Lipkin fits neatly into Fajgenbaum’s grand design: Identify the most pressing Castleman projects, then recruit the best person for each job. Fajgenbaum connected hundreds of researchers through an online portal, crowdsourced for a list of possible Castleman studies, then prioritized them—a strategy inspired by a Wharton exercise in which all 800 first-year business students had to collectively come up with five approaches to combat climate change.
The final tally included about 20 studies. One involved sifting through tissue samples from patients and looking for viruses, bacteria, or other nonhuman DNA or RNA that might trigger the disease. “Once we knew we wanted to do pathogen discovery, the first thing was an inventory” of every expert in the world, Fajgenbaum says. He and Nabel tapped immunologists, rheumatologists, and deans—“people who have a really good pulse.” Lipkin’s name rose to the top.
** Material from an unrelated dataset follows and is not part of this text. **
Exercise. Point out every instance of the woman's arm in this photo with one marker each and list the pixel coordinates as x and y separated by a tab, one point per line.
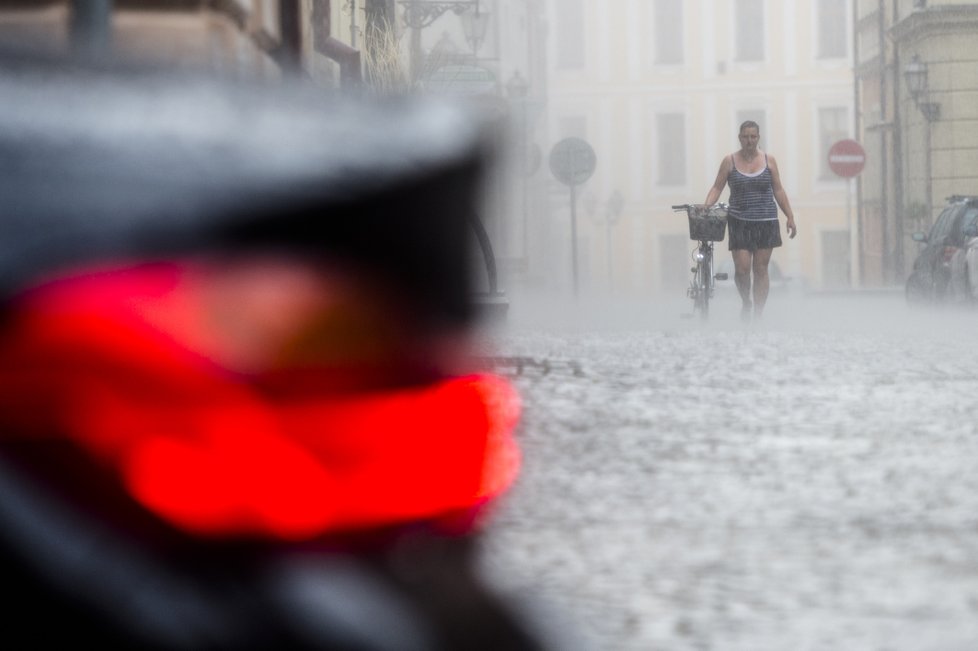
722	174
781	196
Lipkin’s lab hums along with more than $4 million a year in federal funding. So the $57,000 CDCN could offer him was unlikely to be much of an incentive. But the young doctors had a connection. Chris Nabel’s father is Gary Nabel, an old friend of Lipkin’s and former head of the Vaccine Research Center at the National Institutes of Health.
“Gary called me in June of 2014 and asked whether or not I could help his son and some of his friends,” Lipkin says. “After I spoke with these kids, I got involved because they’re earnest and committed.”
Lipkin asked for 25 frozen lymph nodes from 25 different patients, which seemed an easy request because everyone with Castleman gets a lymph node removed. Then Fajgenbaum and Nabel discovered that in more than 95% of cases, the lymph nodes are embedded in paraffin and kept at room temperature—not stashed in a freezer as Lipkin needed for analysis.
The global network of researchers, which then numbered about 350, came through. Two physicians in Japan and another in Norway had some samples to offer. Eventually CDCN pulled together 34 samples for Lipkin. There followed material transfer agreements and more paperwork. It took 14 months from the time the lymph node hunt began until all the samples arrived at Columbia, for a study slated to last 3 months that should be complete any day now.
“I think David is doing this in a very modern way,” says Alexander Fosså, a medical oncologist at Oslo University Hospital and the Norwegian who, to Fajgenbaum’s delight, had frozen samples. For Fosså, as for many other physicians, Castleman is “like a small niche” that he’s pursued since residency, when he struggled to treat his first patient. “When I do this as a hobby, I need to have some positive experience,” Fosså explains. “That’s what [Fajgenbaum] guarantees me—he’s fun talking to, he’s fun emailing with; that makes me smile.”
Fosså holds that IL-6 is key to the disease, as evidenced by a clinical trial he was involved in, which led to the approval of an antibody drug, siltuximab, for Castleman in 2014. But he agrees it’s not the underlying cause. Studies to identify other mechanisms are moving forward, including genome sequencing of about 10 Castleman patients and their parents, and comparing levels of proteins during flares and remissions.
In February, CDCN, UPenn, and a drug company inked an agreement to set up a patient registry; the cost and the company’s identity are still under wraps. The goal is to better understand the trajectory of Castleman, examine which treatments patients are taking, and identify those that might work.
High on that list is Fajgenbaum’s own experimental treatment. Fajgenbaum has been on his immunosuppressant for 2.5 years now and remains healthy. The patient in him wants to “scream from the mountaintop,” telling everyone to try this treatment. The doctor in him is cautious and declines to even name it, for fear his good health is due to chance, not biology. If he remains relapse-free at 3 years—for another 6 months or so—then he plans to submit a case study describing his experience.
“I need to be absolutely prudent,” Fajgenbaum says. He’s not just another Castleman patient.